写真に写っている葡萄の葉包みは、Warak Enab。葡萄の葉で米やハーブを包んだ料理で、見た目は小さく地味だが、食べると酸味とオリーブオイルの香りがある。肉や揚げ物の前にこういう料理があると、食卓の流れが少し整う。派手ではないが、口の中に風を通す役割をしている。
手前に写っている揚げ物は、Beef Fried Kibbeh。キッベは、ブルグルと肉を使ったレバノン料理で、この店のものはスパイスを効かせたビーフに松の実や玉ねぎを合わせ、外側を揚げたもの。形は少しラグビーボールのようで、外側はしっかり色づいている。食べると、揚げ物の香ばしさの奥に肉とスパイスがある。これはかなり酒を呼ぶ料理である。

そして、この日いちばん印象に残る見た目だったのが、黒い鋳物の器に入った Kebab Kerez。公式メニューでは、ラムとビーフのミートボールにチェリーソース、カダイフ、チャイブを合わせた料理として載っている。濃い赤茶色のソースの中にミートボールが並び、上には細いカダイフのようなものがふわっとのっている。これが面白い。肉団子という言葉から想像する素朴さとは少し違い、ソースに甘酸っぱさと濃さがある。チェリーソースというだけで、肉料理の方向が少しずれる。肉を甘酸っぱい果実のソースで食べると、急に料理が古い宴会のような顔をする。わかりやすい肉の旨味だけではなく、少し艶っぽい、濃い赤の味がある。

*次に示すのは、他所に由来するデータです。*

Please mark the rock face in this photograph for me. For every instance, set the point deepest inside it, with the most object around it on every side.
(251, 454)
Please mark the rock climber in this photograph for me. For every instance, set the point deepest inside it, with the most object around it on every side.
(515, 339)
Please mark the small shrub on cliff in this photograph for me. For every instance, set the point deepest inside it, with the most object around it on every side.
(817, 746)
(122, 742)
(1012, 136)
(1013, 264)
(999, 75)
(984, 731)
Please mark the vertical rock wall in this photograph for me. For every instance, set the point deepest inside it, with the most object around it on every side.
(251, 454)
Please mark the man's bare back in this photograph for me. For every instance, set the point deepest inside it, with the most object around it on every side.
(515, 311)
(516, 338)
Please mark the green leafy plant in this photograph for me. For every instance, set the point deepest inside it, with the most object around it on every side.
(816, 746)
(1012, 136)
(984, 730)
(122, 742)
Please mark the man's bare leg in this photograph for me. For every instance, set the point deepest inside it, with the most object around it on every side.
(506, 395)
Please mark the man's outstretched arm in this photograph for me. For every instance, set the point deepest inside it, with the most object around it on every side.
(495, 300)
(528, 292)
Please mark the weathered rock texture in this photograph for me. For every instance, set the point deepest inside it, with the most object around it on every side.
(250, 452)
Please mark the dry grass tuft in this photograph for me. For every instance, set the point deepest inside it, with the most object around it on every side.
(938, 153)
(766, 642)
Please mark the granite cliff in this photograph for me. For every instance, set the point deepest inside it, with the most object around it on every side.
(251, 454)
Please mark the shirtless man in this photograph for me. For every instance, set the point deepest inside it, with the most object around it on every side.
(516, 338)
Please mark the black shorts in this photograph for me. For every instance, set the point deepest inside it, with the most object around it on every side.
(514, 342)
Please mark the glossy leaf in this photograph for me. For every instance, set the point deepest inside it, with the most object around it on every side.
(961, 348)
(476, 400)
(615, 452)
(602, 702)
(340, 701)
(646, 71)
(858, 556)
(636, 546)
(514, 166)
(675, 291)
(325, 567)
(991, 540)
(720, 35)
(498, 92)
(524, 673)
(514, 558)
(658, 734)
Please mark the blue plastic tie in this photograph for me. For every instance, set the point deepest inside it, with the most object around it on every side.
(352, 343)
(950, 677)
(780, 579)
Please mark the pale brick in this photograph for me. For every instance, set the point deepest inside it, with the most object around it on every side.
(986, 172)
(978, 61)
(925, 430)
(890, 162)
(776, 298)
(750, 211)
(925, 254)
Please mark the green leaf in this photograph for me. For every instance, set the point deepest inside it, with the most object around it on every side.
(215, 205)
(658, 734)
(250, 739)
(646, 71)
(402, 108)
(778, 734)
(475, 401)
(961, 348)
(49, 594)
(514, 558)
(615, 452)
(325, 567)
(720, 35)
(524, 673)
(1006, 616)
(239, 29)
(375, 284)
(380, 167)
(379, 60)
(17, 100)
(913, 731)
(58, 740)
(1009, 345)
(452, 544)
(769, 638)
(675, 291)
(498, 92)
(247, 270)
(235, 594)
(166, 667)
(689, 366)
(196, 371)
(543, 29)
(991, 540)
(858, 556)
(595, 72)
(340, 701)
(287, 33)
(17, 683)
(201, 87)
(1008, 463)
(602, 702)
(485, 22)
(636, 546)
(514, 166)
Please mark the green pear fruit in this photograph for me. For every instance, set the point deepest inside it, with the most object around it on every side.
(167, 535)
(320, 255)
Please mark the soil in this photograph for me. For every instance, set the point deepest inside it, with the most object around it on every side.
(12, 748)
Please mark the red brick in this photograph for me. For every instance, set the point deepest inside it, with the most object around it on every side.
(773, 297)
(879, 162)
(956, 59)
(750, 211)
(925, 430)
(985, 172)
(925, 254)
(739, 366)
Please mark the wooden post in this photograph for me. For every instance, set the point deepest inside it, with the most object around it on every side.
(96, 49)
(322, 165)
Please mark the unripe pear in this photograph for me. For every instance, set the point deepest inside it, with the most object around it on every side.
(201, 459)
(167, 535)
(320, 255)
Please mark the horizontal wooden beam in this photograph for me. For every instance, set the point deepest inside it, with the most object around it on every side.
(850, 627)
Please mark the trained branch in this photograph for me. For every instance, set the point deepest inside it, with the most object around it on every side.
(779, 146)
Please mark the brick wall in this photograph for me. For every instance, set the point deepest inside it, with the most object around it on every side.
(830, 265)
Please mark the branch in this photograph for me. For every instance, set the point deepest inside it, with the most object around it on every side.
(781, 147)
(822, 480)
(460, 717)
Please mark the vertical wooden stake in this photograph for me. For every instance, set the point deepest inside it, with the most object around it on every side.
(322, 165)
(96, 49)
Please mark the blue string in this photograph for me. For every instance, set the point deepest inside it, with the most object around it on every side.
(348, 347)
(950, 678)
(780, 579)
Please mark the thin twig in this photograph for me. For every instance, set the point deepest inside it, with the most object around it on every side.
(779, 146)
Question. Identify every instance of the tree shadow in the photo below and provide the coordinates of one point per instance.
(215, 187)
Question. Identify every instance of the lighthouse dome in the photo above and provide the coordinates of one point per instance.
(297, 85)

奥に写っている小さなサンドイッチのようなものは、Duck Shawarma。薄いパンに肉を挟み、ピクルスやソースと合わせたものに見える。これもまた、ilili らしい現代的な出し方だと思う。伝統料理そのものをそのまま出すというより、ニューヨークのレストランとして、手に取りやすい形に整えている。

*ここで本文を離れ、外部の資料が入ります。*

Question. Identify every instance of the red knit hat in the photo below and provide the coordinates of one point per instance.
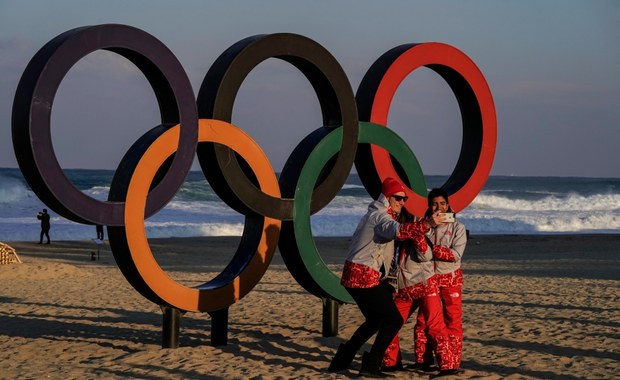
(391, 186)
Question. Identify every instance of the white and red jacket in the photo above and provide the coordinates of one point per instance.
(372, 246)
(448, 245)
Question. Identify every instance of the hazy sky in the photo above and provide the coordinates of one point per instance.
(552, 66)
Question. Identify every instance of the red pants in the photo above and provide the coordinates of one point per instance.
(452, 316)
(430, 307)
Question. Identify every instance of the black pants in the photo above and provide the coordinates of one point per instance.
(45, 232)
(382, 317)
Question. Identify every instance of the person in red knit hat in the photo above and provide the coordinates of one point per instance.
(365, 275)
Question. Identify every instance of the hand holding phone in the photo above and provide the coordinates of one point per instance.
(448, 217)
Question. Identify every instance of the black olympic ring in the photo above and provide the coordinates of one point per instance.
(276, 212)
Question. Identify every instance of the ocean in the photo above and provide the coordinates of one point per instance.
(506, 205)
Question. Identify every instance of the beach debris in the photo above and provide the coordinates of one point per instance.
(8, 255)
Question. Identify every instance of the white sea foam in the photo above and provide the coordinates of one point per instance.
(506, 206)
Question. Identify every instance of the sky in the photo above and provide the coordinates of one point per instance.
(552, 67)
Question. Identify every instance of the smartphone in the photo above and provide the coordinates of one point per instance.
(448, 217)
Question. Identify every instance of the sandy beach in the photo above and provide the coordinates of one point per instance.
(535, 307)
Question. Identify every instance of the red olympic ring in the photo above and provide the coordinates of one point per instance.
(248, 186)
(477, 110)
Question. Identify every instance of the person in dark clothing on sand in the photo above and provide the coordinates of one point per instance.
(44, 217)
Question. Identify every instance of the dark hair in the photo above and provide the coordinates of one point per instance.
(434, 193)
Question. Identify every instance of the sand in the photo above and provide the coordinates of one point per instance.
(535, 307)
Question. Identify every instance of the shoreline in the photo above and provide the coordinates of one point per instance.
(534, 307)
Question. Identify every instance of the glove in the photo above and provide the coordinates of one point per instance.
(411, 229)
(443, 253)
(419, 242)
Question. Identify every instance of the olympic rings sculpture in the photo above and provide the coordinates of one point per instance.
(277, 211)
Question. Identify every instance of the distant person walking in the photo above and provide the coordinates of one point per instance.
(44, 217)
(99, 232)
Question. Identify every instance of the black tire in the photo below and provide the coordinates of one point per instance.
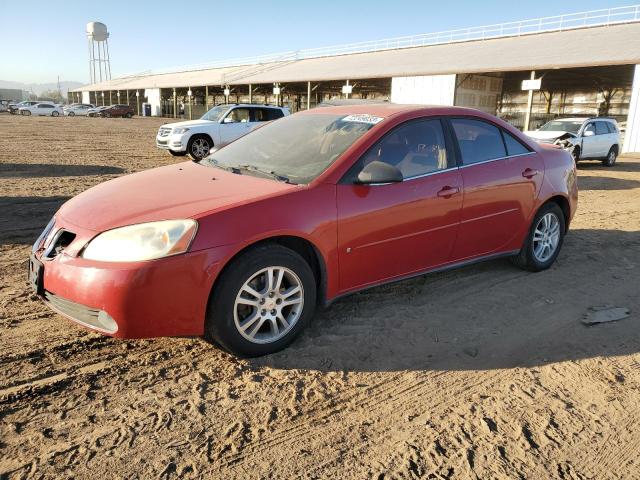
(526, 259)
(611, 158)
(220, 326)
(198, 146)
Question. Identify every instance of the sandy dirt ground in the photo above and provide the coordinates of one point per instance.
(483, 372)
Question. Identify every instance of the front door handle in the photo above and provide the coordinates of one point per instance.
(448, 192)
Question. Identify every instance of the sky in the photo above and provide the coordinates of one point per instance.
(41, 40)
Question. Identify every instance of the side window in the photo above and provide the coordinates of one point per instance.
(601, 128)
(479, 141)
(514, 147)
(274, 113)
(415, 148)
(260, 115)
(239, 115)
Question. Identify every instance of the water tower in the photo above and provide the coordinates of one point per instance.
(98, 36)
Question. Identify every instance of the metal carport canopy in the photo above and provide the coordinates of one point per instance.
(595, 46)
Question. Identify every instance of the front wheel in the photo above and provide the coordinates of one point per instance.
(261, 302)
(544, 240)
(612, 156)
(198, 147)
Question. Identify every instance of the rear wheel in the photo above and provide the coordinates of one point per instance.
(612, 156)
(199, 146)
(544, 240)
(261, 302)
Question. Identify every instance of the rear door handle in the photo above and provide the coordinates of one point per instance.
(447, 192)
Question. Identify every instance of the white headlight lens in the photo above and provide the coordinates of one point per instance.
(145, 241)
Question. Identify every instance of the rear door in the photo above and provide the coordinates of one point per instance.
(393, 230)
(236, 123)
(604, 138)
(502, 178)
(590, 142)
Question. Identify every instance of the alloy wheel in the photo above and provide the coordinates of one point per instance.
(268, 305)
(200, 148)
(546, 237)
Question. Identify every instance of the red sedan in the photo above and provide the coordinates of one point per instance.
(244, 245)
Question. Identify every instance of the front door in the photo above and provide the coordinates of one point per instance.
(393, 230)
(502, 179)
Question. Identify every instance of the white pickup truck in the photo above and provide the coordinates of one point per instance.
(219, 126)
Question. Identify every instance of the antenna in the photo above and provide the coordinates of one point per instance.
(97, 36)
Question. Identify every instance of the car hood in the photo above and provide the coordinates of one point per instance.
(547, 134)
(183, 190)
(188, 123)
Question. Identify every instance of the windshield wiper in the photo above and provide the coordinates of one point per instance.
(269, 173)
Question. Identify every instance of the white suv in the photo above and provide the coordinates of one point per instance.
(586, 138)
(219, 126)
(42, 108)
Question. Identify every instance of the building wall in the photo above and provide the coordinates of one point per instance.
(153, 97)
(632, 136)
(479, 91)
(424, 90)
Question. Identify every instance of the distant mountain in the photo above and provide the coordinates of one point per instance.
(38, 88)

飲み物も印象に残っている。レバノン産との白ワインと、さらにアラックという白く濁った酒も頼んだ。アラックはアニスの香りを持つレバノンの蒸留酒で、水を加えると白く濁る。これが不思議な飲み物で、ワインやビールのように料理を流すというより、食卓の空気を一段変える。甘い香りがあるのに、味は強い。ひと口飲むと、フムスやキッベやケバブの周囲に、急に別の輪郭が出てくる。
レバノン料理は、酒と合う、というより、料理そのものが、人が集まって酒を飲むための形をしている気がする。フムスをすくう。葡萄の葉包みをつまむ。キッベを割る。ミートボールにソースをからめる。ピタで皿を拭う。その間にワインやアラックを飲む。ひと皿ごとの完成度というより、テーブル全体が少しずつ出来上がっていく。レバノン料理を味わうなら、ilili はちょうどいい入口かもしれない。伝統的な料理の形を残しながら、ニューヨークのレストランとしてきれいに整えられている。初めてでも入りやすく、メゼをいくつか並べるだけで、レバノン料理の楽しさがある程度見えてくる。
レバノン料理は、「皿の上で話す料理」なのだと思う。
それぞれが少しずつ違う方向を向きながら、同じテーブルの上で、ちゃんと会話をしている。